As illustrated in FIGS. 2 and 3, the excitation circuit 14 comprises two inverter amplifiers 30-A, 30-B connected in series or in cascade, that is to say that the output 32-A of the first inverting amplifier 30-A is electrically connected to the input 34-B of the second inverting amplifier 30-B.

The first inverting amplifier 30-A comprises an inverting input 34-A intended to be connected and powered by the excitation signal v generated by the microcontroller 20.

Each of the two inverting amplifiers 30-A, 30-B comprises an output 32-A, 32B each intended to be connected to one of the two ends 16-A, 16-B of the primary winding 16 of the resolver.

Each inverting amplifier 30-A, 30-B comprises an operational amplifier 36-A, 36-B powered by nominal voltage delivered by the power supply 22 and whose non-inverting input 38-A, 38-B is also connected to 22. Preferably, each inverting amplifier 30-A, 30-B is intended to be powered by a voltage whose amplitude is less than the voltage amplitude generated at the terminals of the primary winding. For example, using amplifiers powered at 6.5V, a peak-to-peak voltage of 12V can be obtained across the primary winding of the resolver.

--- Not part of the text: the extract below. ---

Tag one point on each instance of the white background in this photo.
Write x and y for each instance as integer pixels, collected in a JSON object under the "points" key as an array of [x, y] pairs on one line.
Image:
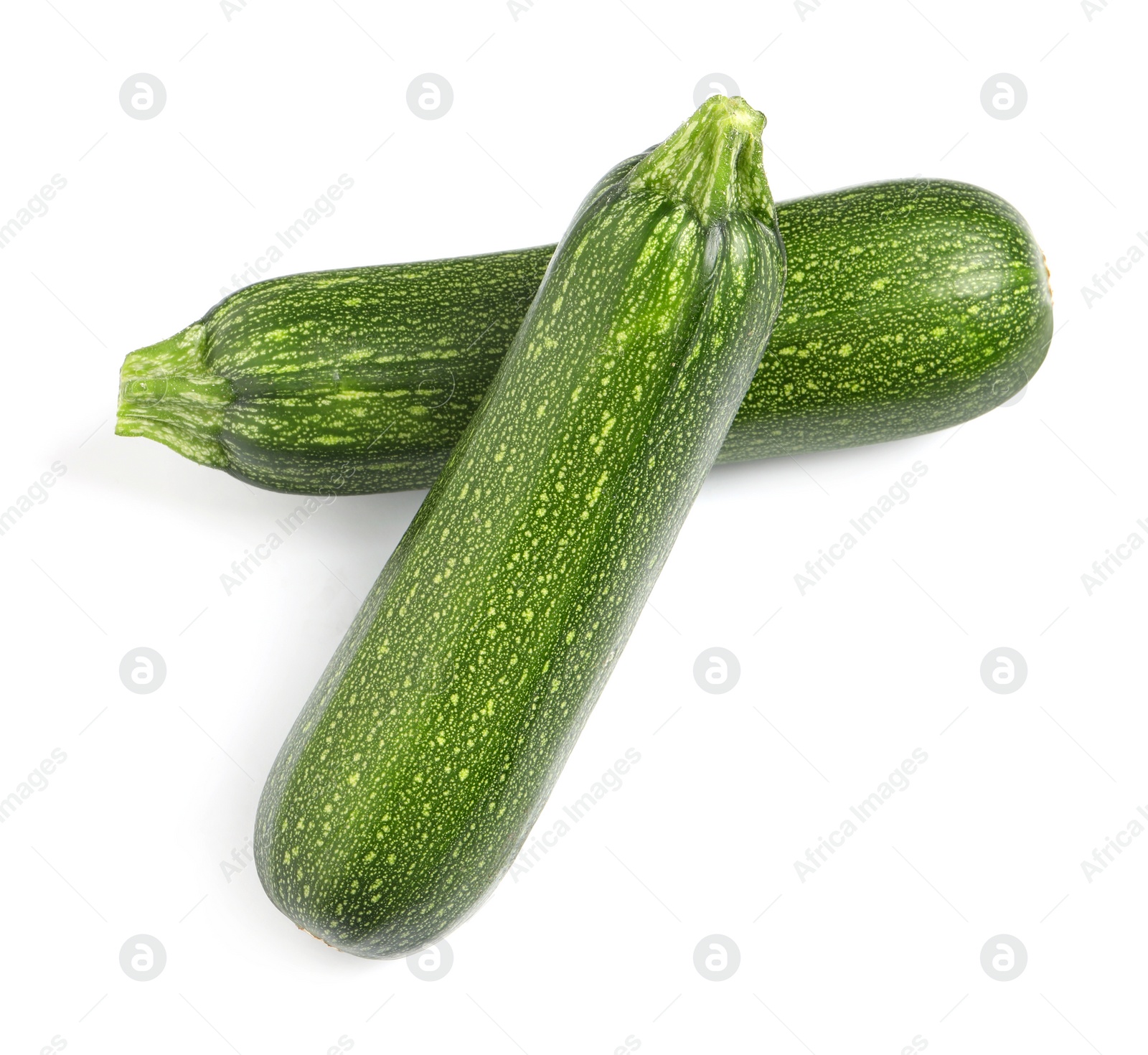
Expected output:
{"points": [[595, 944]]}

Preferably, the outputs 39-A, 39-B of the operational amplifiers 36-A, 36-B are each directly connected to a push-pull power amplifier 40-A, 40-B. Each output 42-A, 42-B of the push-pull power amplifiers 40-A, 40-B defines the output 32-A, 32-B of the inverting amplifiers 30-A, 30-B each to be connected. at one end 16-A, 16-B of the primary winding 16 of the resolver.

In addition, each inverting amplifier 30-A, 30-B comprises a so-called inverting resistor 46-A, 46-B connected between the inverting input 34-A, 34-B of the operational amplifier and the output 42-A, 42-B of the push-pull power amplifier 40-A, 40-B.

Each push-pull power amplifier 40-A, 40-B comprises two bipolar transistors, one is an NPN transistor and the other is a PNP transistor whose characteristics are identical (even β).

Advantageously, the gain of the first inverting amplifier 30-A is strictly greater than 1 and the gain of the second inverting amplifier 30-B is equal to 1.

According to the embodiment illustrated in FIG. 4, the excitation circuit according to the invention is such that each inverting amplifier 30-A, 30-B comprises two diodes 50-A, 50-B connected in series between the bases of the two bipolar transistors. The output of the operational amplifier 36-A, 36-B is then connected between the two diodes.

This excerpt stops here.